Their feet danced a new rhythm as they marched for equity and equality. They chanted a new song for rights to employment, education, social justice and housing. They worked for less wages, some not being paid at all. They fought for opportunities for women, and the future of their children, marching to maintain the legacies, to save our lands from environmental ecological abuse and they stood alongside a great deal of non-Aboriginal people who helped form a banner of resistance.
New laws were established but the cultural LORE/laws have remained intact and young children continue to learn these through new stories and connecting to Country. Maintaining these continual pathways for our younger generation has been arduous, our people remained stoic. Storytelling, cultural activities, and language use has ensured transgenerational knowledges have continued - thus maintaining and strengthening our ecological knowledges. This continuation supports the growth of our young people's connection to Country and reconnection to their own identity.
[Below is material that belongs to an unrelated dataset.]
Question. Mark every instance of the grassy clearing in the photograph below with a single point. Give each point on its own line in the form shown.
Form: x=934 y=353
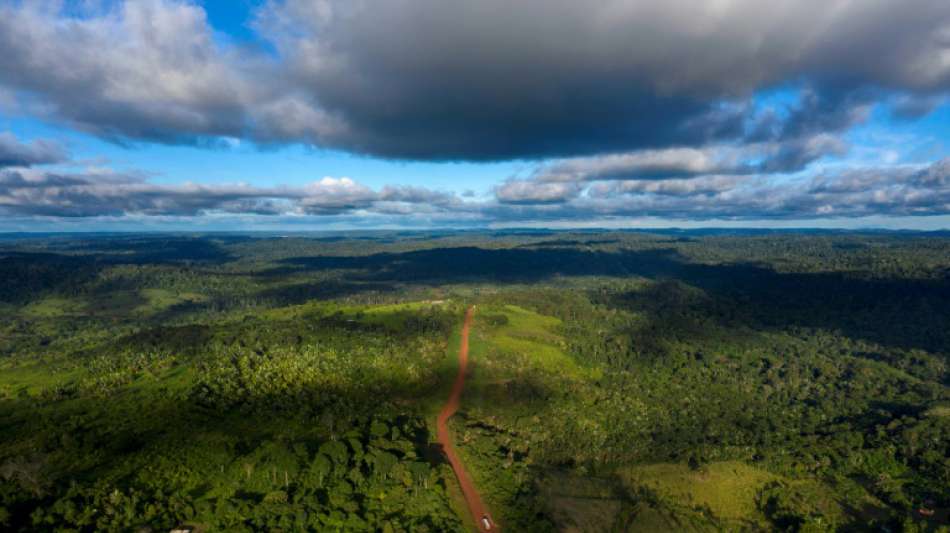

However, there is one change that continues to expunge the forward momentum of the Australian story, the acknowledgement within the Constitution. The Constitution fails to acknowledge the Ancestors of Aboriginal and Torres Strait Islander people. In this article I have shared a joint history that was a part of my lifetime. It is not my role to tell you how to vote, only to draw your attention to the connection of our Ancestors, yours and mine and for you to examine whether you would like to be a part of a new chapter in Australia's history. A new chapter in the Constitution, one that acknowledges Aboriginal and Torres Strait Islander People as the first people of Australia.